In order to bring this into quantum mechanics, we already know how to calculate the average \(\langle a\rangle\), which we call the “expectation value”. If the state of the system is \(|\psi\rangle\) and the operator corresponding to the observable \(a\) is \(\hat{A}\), then

\[\langle a\rangle=\langle\psi|\hat{A}| \psi\rangle\tag{11.20}\]

Similarly, now that we recognize that we can interpret \(\hat{A}^{2}\) as just applying the operator \(\hat{A}\) twice, we can calculate \(\left\langle a^{2}\right\rangle\):

\[\left\langle a^{2}\right\rangle=\left\langle\psi\left|\hat{A}^{2}\right| \psi\right\rangle\tag{11.21}\]
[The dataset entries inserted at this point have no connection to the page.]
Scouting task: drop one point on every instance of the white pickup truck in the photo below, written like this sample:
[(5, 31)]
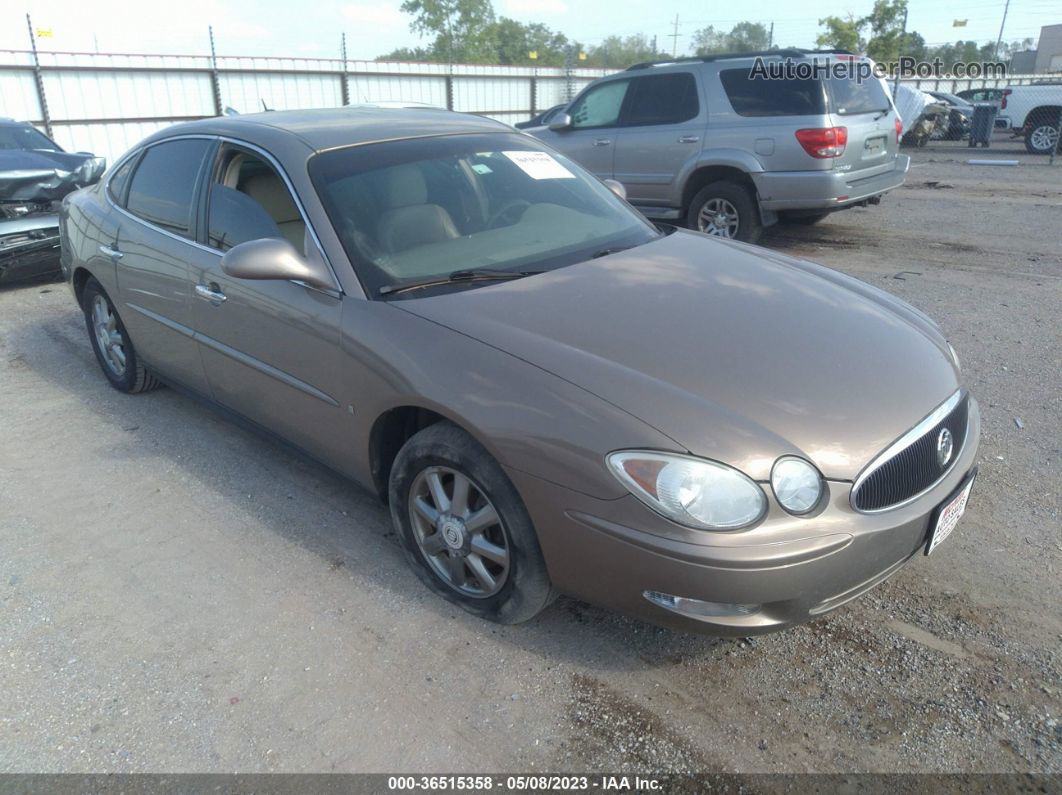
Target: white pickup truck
[(1034, 113)]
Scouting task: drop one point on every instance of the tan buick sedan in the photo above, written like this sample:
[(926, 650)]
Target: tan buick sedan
[(553, 395)]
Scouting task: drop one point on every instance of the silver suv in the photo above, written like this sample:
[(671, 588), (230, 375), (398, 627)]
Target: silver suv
[(706, 143)]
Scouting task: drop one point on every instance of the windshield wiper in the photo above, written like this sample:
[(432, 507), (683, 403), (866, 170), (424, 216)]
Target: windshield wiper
[(482, 274)]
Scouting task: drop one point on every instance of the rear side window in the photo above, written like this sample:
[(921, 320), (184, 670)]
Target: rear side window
[(599, 107), (662, 99), (758, 97), (851, 97), (163, 190), (121, 178)]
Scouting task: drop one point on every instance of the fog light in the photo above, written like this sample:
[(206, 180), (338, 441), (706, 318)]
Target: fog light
[(697, 607)]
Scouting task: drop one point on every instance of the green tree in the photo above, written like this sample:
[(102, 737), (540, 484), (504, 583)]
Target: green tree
[(742, 37), (460, 28), (886, 23), (841, 33), (619, 52)]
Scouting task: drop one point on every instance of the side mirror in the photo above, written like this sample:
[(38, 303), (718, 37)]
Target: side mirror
[(561, 121), (274, 258), (616, 187)]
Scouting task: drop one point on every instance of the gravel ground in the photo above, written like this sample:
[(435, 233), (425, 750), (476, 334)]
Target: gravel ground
[(177, 594)]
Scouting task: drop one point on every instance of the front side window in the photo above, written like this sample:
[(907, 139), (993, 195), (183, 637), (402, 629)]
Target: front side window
[(599, 107), (163, 190), (249, 201), (117, 184), (662, 99), (416, 209)]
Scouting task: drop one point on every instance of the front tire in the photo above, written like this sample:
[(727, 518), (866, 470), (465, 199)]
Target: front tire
[(464, 528), (725, 209), (112, 344)]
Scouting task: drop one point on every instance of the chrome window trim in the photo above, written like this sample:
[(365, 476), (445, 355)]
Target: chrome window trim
[(902, 444), (336, 292)]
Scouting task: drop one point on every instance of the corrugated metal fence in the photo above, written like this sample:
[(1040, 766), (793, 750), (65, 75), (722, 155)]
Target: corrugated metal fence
[(105, 103)]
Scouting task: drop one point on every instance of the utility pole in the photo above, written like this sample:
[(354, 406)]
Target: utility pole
[(903, 35), (344, 90), (674, 37), (38, 80), (1004, 22)]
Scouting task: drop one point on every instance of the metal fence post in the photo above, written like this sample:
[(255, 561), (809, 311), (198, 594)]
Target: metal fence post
[(215, 81), (41, 98), (344, 90)]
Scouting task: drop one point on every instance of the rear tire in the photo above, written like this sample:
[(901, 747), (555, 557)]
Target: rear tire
[(480, 550), (112, 343), (725, 209)]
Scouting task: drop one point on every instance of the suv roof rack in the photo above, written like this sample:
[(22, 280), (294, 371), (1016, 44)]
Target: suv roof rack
[(789, 52)]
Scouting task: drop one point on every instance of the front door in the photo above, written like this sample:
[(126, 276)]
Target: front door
[(663, 127), (270, 347), (591, 140)]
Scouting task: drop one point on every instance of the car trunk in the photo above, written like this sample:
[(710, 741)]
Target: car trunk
[(866, 111)]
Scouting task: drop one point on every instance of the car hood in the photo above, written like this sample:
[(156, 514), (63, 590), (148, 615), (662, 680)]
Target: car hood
[(735, 352)]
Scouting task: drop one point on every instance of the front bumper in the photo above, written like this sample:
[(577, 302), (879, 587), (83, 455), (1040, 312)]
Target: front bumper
[(29, 246), (819, 190), (611, 552)]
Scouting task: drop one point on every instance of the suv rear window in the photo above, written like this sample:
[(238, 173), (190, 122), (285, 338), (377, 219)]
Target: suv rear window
[(851, 97), (662, 99), (758, 97)]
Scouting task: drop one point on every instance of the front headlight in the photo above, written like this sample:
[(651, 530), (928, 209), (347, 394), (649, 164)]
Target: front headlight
[(696, 493), (797, 484)]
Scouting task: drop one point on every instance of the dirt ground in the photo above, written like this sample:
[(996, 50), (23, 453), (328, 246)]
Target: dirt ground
[(177, 594)]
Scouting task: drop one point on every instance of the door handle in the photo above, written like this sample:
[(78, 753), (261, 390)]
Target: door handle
[(211, 293)]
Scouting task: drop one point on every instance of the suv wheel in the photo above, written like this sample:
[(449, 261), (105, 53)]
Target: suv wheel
[(1043, 135), (464, 529), (112, 344), (725, 209)]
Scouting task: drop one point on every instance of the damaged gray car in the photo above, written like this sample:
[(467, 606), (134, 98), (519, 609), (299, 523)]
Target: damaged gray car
[(35, 174)]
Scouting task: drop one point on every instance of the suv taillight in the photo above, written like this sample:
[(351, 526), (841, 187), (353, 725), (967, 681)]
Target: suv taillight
[(823, 141)]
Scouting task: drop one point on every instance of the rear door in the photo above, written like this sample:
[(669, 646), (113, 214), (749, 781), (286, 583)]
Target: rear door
[(663, 124), (270, 347), (591, 140), (153, 246)]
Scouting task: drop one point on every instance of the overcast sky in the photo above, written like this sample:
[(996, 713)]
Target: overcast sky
[(311, 28)]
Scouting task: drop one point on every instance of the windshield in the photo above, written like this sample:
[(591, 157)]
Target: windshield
[(424, 208), (24, 137)]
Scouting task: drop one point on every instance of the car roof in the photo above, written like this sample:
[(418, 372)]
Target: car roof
[(339, 126)]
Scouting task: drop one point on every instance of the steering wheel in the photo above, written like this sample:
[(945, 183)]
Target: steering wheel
[(511, 211)]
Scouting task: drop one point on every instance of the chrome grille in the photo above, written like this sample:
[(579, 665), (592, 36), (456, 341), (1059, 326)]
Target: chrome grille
[(910, 466)]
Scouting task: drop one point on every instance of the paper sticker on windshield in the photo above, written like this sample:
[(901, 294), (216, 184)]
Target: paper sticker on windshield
[(540, 165)]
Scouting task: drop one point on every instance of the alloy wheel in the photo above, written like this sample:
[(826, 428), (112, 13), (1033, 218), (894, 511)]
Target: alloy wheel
[(1044, 138), (459, 532), (107, 336), (718, 218)]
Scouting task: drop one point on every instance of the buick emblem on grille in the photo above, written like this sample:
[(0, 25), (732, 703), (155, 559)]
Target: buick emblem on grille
[(944, 447)]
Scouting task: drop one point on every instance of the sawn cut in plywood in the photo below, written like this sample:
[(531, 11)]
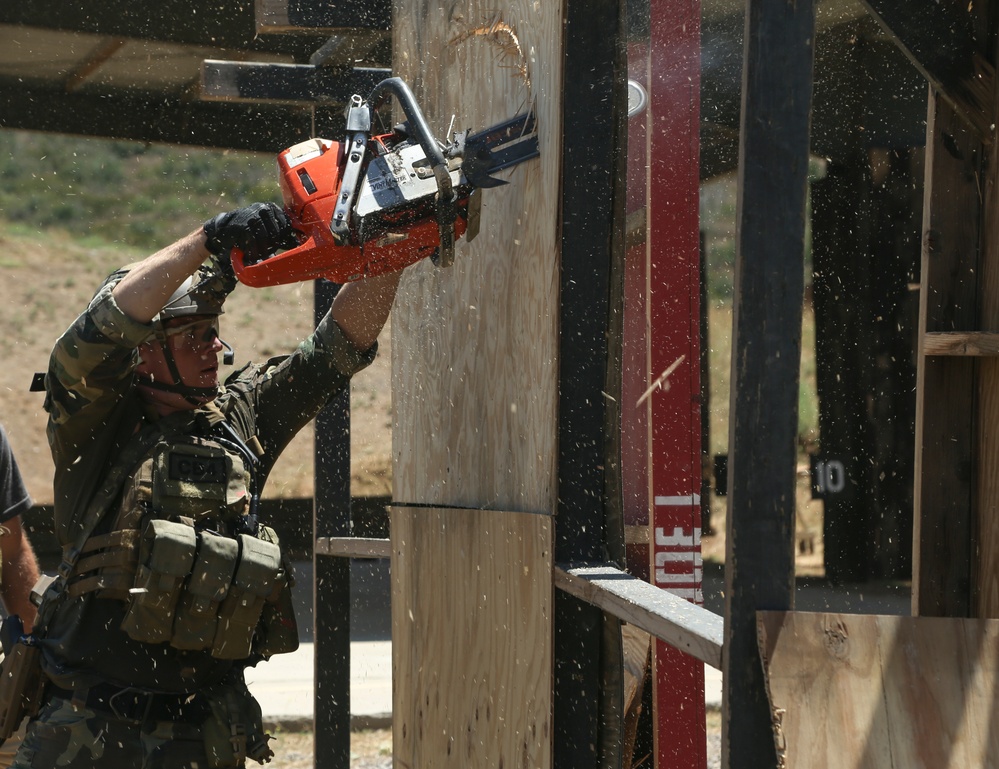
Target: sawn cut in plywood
[(471, 638), (879, 692)]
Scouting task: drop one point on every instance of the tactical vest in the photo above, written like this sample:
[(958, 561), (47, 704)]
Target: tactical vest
[(185, 553)]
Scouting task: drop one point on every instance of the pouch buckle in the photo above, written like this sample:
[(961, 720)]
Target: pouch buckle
[(135, 708)]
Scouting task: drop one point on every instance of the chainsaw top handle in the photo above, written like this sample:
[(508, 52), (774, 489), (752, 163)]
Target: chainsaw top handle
[(446, 204)]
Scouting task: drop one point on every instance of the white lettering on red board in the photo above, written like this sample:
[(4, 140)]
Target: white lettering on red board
[(679, 568)]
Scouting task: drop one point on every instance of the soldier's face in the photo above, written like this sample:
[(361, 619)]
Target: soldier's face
[(195, 347)]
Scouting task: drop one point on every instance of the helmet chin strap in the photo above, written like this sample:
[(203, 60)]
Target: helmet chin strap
[(196, 396)]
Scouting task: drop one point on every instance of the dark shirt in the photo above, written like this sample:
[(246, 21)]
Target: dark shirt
[(14, 497)]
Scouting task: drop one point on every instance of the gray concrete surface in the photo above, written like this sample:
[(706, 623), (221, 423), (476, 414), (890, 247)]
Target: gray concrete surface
[(283, 685)]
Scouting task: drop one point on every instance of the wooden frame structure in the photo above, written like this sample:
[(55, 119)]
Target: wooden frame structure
[(556, 506)]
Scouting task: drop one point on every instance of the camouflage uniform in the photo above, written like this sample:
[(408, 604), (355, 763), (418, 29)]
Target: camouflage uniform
[(93, 411)]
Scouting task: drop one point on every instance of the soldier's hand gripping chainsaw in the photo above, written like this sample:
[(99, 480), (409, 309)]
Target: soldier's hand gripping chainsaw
[(376, 203)]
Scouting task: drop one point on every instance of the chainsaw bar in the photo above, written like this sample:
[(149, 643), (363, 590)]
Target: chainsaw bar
[(501, 146)]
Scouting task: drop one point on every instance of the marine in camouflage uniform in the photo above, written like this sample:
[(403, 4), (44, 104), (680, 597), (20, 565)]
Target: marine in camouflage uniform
[(114, 699)]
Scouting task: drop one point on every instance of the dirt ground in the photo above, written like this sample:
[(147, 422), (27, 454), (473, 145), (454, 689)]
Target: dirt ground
[(373, 749)]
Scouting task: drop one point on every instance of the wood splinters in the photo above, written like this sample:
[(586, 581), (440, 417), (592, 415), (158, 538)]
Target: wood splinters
[(503, 37)]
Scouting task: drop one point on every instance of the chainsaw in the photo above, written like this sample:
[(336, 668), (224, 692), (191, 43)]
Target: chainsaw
[(373, 204)]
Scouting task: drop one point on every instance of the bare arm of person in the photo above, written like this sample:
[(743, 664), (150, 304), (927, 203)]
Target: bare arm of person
[(19, 572), (147, 286), (362, 307)]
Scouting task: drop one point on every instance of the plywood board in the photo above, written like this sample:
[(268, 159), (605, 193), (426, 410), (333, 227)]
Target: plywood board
[(474, 387), (471, 638), (475, 345), (876, 692)]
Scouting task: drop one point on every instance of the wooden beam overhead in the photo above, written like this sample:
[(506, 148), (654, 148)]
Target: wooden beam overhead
[(154, 118), (962, 343), (680, 623), (301, 15), (188, 22), (939, 39), (766, 357), (256, 82)]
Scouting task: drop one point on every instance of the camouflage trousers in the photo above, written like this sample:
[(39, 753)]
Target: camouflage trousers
[(74, 737)]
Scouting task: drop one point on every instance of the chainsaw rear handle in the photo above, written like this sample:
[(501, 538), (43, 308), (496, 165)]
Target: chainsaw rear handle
[(417, 123), (446, 205)]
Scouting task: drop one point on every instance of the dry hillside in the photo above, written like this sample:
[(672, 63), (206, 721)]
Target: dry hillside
[(47, 280)]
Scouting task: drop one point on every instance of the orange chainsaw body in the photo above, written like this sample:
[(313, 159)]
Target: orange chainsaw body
[(310, 175)]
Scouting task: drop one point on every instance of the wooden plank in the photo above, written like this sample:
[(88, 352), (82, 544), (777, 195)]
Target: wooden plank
[(286, 83), (945, 398), (353, 547), (680, 623), (189, 22), (471, 638), (766, 345), (637, 663), (939, 39), (588, 730), (475, 395), (962, 343), (880, 692)]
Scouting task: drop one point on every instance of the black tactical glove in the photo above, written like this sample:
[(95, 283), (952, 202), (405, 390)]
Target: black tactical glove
[(258, 231)]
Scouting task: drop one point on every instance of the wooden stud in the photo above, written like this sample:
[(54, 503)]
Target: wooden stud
[(766, 354)]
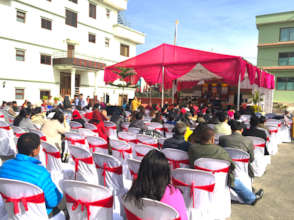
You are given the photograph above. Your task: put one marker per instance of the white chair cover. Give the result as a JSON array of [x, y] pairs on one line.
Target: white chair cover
[[197, 187], [53, 163], [75, 125], [97, 144], [85, 132], [111, 129], [241, 160], [260, 160], [147, 140], [88, 202], [152, 210], [134, 130], [176, 158], [141, 150], [17, 190], [84, 166], [222, 197]]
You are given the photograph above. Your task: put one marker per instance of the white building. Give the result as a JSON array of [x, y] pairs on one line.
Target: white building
[[58, 47]]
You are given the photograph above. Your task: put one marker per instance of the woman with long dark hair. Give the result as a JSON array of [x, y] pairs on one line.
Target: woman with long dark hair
[[23, 119], [154, 182]]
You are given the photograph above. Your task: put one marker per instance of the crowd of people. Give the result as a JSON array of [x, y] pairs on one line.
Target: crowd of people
[[195, 129]]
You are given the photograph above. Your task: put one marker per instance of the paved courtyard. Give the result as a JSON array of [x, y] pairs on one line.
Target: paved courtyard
[[278, 185]]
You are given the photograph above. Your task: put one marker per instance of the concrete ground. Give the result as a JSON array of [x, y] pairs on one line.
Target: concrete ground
[[278, 185]]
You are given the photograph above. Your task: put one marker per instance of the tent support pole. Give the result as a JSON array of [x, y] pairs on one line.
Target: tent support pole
[[162, 87], [239, 88]]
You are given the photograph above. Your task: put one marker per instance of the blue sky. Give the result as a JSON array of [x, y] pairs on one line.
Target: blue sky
[[222, 26]]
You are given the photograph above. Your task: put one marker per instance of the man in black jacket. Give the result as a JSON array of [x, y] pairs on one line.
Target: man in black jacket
[[177, 141]]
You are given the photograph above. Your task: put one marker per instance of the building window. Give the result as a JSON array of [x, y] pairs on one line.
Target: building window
[[71, 18], [20, 16], [124, 50], [107, 41], [92, 38], [287, 34], [20, 55], [286, 59], [285, 83], [46, 24], [44, 94], [19, 93], [45, 59], [92, 10], [107, 13]]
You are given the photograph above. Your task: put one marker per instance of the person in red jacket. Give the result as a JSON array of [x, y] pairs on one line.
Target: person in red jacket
[[98, 121]]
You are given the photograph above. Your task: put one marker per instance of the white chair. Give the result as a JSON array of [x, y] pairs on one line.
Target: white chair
[[88, 202], [134, 166], [120, 149], [147, 140], [241, 160], [75, 125], [152, 210], [222, 196], [24, 201], [176, 158], [87, 132], [260, 160], [141, 150], [84, 166], [134, 130], [197, 187], [97, 145], [111, 129]]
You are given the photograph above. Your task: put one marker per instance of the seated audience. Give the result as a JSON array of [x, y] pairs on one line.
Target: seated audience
[[25, 167], [154, 182], [23, 120], [207, 149], [76, 116], [54, 129], [177, 141], [222, 127], [255, 132]]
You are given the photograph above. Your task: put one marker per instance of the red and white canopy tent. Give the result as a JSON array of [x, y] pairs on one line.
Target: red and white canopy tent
[[166, 63]]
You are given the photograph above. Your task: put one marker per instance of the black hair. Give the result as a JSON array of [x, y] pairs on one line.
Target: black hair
[[58, 116], [153, 177], [27, 143], [22, 114], [236, 125]]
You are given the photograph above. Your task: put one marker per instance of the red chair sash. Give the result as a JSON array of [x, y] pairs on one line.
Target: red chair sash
[[135, 141], [245, 160], [123, 151], [5, 127], [105, 168], [134, 175], [224, 170], [259, 145], [76, 141], [94, 146], [37, 199], [131, 216], [176, 163], [53, 154], [149, 144], [87, 160], [208, 188], [18, 134], [105, 203]]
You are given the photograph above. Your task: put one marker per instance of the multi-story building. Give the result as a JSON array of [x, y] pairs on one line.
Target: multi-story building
[[276, 51], [58, 47]]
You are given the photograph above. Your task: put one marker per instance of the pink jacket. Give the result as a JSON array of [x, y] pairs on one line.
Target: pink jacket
[[174, 198]]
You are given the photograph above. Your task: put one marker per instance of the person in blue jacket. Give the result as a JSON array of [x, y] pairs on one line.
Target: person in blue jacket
[[25, 167]]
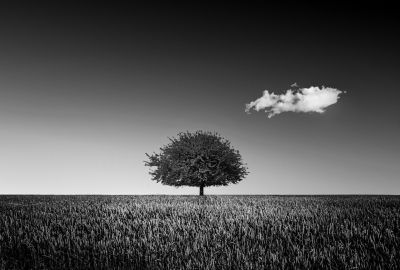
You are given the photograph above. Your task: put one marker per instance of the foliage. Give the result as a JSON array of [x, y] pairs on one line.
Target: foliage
[[186, 232], [197, 159]]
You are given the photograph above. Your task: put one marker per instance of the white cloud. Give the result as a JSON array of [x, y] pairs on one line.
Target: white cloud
[[312, 99]]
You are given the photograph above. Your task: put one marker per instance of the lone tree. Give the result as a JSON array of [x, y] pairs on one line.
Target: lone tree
[[198, 159]]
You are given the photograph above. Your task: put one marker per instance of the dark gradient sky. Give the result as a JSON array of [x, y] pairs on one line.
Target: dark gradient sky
[[86, 91]]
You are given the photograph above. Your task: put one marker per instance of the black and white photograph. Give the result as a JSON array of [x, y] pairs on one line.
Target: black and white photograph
[[199, 135]]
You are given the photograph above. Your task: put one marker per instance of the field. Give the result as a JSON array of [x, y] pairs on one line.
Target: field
[[189, 232]]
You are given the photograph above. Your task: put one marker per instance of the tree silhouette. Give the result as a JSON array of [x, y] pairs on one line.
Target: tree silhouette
[[198, 159]]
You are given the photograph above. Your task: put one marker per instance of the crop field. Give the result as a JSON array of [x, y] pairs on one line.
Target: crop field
[[191, 232]]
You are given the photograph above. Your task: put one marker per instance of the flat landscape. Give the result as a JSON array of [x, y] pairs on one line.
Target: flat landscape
[[193, 232]]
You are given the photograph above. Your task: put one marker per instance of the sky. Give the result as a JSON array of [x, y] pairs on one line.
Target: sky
[[86, 91]]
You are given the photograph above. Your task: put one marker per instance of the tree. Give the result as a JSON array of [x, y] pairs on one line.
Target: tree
[[198, 159]]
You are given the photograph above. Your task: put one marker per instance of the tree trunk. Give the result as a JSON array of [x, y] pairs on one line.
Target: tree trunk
[[201, 190]]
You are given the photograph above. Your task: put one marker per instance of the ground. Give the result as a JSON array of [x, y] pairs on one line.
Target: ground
[[192, 232]]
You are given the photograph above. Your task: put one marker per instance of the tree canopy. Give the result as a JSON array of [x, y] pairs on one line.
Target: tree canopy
[[199, 159]]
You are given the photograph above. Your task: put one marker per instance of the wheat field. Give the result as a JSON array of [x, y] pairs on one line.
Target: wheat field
[[192, 232]]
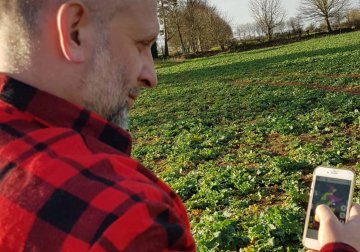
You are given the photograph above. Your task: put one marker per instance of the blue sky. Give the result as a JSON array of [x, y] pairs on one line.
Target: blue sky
[[238, 10]]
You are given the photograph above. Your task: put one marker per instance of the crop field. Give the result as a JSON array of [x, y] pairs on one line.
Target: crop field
[[238, 136]]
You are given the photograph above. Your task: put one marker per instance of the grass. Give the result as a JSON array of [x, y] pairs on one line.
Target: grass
[[237, 136]]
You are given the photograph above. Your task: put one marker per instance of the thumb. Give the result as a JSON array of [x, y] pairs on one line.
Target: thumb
[[355, 210], [330, 226]]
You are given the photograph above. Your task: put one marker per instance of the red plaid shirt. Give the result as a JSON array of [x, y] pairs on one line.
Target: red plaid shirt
[[67, 182]]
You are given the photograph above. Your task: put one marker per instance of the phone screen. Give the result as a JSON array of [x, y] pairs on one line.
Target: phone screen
[[332, 192]]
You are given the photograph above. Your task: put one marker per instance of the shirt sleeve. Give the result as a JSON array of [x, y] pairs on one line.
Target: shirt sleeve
[[147, 226], [337, 247]]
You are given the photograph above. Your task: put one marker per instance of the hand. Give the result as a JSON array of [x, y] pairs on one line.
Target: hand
[[331, 230]]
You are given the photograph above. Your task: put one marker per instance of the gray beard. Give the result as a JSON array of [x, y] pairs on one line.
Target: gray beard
[[120, 118]]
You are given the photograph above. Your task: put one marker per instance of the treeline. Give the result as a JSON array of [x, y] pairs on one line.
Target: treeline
[[192, 26], [314, 16]]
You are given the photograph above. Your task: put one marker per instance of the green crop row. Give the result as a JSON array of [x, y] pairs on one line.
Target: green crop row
[[237, 136]]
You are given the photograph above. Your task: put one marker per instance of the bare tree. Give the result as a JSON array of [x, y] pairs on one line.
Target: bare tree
[[326, 10], [295, 25], [268, 14]]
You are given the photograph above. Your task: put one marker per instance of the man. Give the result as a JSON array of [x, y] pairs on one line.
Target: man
[[67, 182]]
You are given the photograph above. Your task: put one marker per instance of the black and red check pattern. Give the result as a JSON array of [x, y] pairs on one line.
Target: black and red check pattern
[[337, 247], [67, 182]]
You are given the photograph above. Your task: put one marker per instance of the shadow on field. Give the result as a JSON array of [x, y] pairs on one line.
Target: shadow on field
[[258, 65]]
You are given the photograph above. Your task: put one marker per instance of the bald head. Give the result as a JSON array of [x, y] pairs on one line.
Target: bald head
[[22, 21]]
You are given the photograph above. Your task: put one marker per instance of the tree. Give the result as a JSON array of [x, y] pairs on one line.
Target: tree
[[268, 14], [295, 25], [195, 26], [326, 10], [165, 11]]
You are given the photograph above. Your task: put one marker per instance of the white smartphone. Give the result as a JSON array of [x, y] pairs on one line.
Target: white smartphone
[[334, 188]]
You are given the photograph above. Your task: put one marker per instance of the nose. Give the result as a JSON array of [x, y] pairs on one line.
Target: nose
[[148, 76]]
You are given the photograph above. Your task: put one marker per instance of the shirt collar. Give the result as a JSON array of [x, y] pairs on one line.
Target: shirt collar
[[52, 111]]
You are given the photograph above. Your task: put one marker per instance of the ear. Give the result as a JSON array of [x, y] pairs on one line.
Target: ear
[[72, 30]]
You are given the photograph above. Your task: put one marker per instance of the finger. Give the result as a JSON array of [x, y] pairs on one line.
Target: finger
[[323, 214], [355, 210]]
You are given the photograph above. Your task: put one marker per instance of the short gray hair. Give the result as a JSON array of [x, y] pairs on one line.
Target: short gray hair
[[20, 23]]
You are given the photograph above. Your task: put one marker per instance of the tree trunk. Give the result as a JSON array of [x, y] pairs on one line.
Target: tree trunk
[[328, 24]]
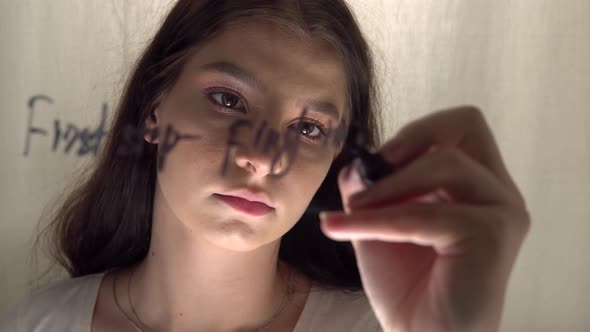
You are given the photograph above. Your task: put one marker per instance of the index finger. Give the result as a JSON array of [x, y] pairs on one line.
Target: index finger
[[463, 127]]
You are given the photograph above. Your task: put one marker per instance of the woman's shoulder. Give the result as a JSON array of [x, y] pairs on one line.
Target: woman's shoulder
[[61, 305], [342, 310]]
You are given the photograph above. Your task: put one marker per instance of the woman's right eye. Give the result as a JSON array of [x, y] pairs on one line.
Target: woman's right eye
[[226, 101]]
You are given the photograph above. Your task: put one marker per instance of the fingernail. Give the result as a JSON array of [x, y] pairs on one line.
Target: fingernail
[[354, 171], [356, 200]]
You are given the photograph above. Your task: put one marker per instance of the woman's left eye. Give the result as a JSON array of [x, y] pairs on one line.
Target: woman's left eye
[[224, 101], [313, 130]]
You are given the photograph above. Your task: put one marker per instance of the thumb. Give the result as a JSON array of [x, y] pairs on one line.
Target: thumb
[[349, 183]]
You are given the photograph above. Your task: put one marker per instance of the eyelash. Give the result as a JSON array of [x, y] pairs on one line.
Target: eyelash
[[212, 91]]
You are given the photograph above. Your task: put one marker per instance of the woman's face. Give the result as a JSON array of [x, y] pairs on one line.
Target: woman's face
[[242, 121]]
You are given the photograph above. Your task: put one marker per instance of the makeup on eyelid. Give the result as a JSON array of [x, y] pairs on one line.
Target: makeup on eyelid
[[209, 92]]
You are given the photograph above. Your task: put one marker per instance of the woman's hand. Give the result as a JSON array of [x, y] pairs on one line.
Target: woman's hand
[[435, 241]]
For example, let’s consider the state \(|\psi\rangle=|+z\rangle\) and the observable spin-\(z\). We expect the uncertainty here to be zero, because we know exactly what we’ll get if we measure spin-\(z\). Let’s see if it works out that way:

\[\begin{aligned}
\left\langle s_{z}\right\rangle &=\left\langle\psi\left|\hat{S}_{z}\right| \psi\right\rangle \\
&=\frac{\hbar}{2}\left[\begin{array}{ll}
1 & 0
\end{array}\right]\left[\begin{array}{cc}
1 & 0 \\
0 & -1
\end{array}\right]\left[\begin{array}{l}
1 \\
0
\end{array}\right] \\
&=\frac{\hbar}{2}\left[\begin{array}{ll}
1 & 0
\end{array}\right]\left[\begin{array}{l}
1 \\
0
\end{array}\right] \\
&=\frac{\hbar}{2}
\end{aligned}\tag{11.22}\]

As expected, the expectation value for spin-\(z\) is \(+\hbar / 2\). For the other part:

\[\begin{aligned}
\left\langle s_{z}^{2}\right\rangle &=\left\langle+z\left|\hat{S}_{z} \hat{S}_{z}\right|-z\right\rangle \\
&=\frac{\hbar^{2}}{4}\left[\begin{array}{ll}
1 & 0
\end{array}\right]\left[\begin{array}{cc}
1 & 0 \\
0 & -1
\end{array}\right]\left[\begin{array}{cc}
1 & 0 \\
0 & -1
\end{array}\right]\left[\begin{array}{l}
1 \\
0
\end{array}\right] \\
&=\frac{\hbar^{2}}{4}\left[\begin{array}{ll}
1 & 0
\end{array}\right]\left[\begin{array}{cc}
1 & 0 \\
0 & -1
\end{array}\right]\left[\begin{array}{l}
1 \\
0
\end{array}\right] \\
&=\frac{\hbar^{2}}{4}\left[\begin{array}{ll}
1 & 0
\end{array}\right]\left[\begin{array}{l}
1 \\
0
\end{array}\right] \\
&=\frac{\hbar^{2}}{4}
\end{aligned}\tag{11.23}\]

If we take the difference \(\left\langle s_{z}{ }^{2}\right\rangle-\left\langle s_{z}\right\rangle^{2}\), we get \(\hbar^{2} / 4-\hbar^{2} / 4=0\), as expected.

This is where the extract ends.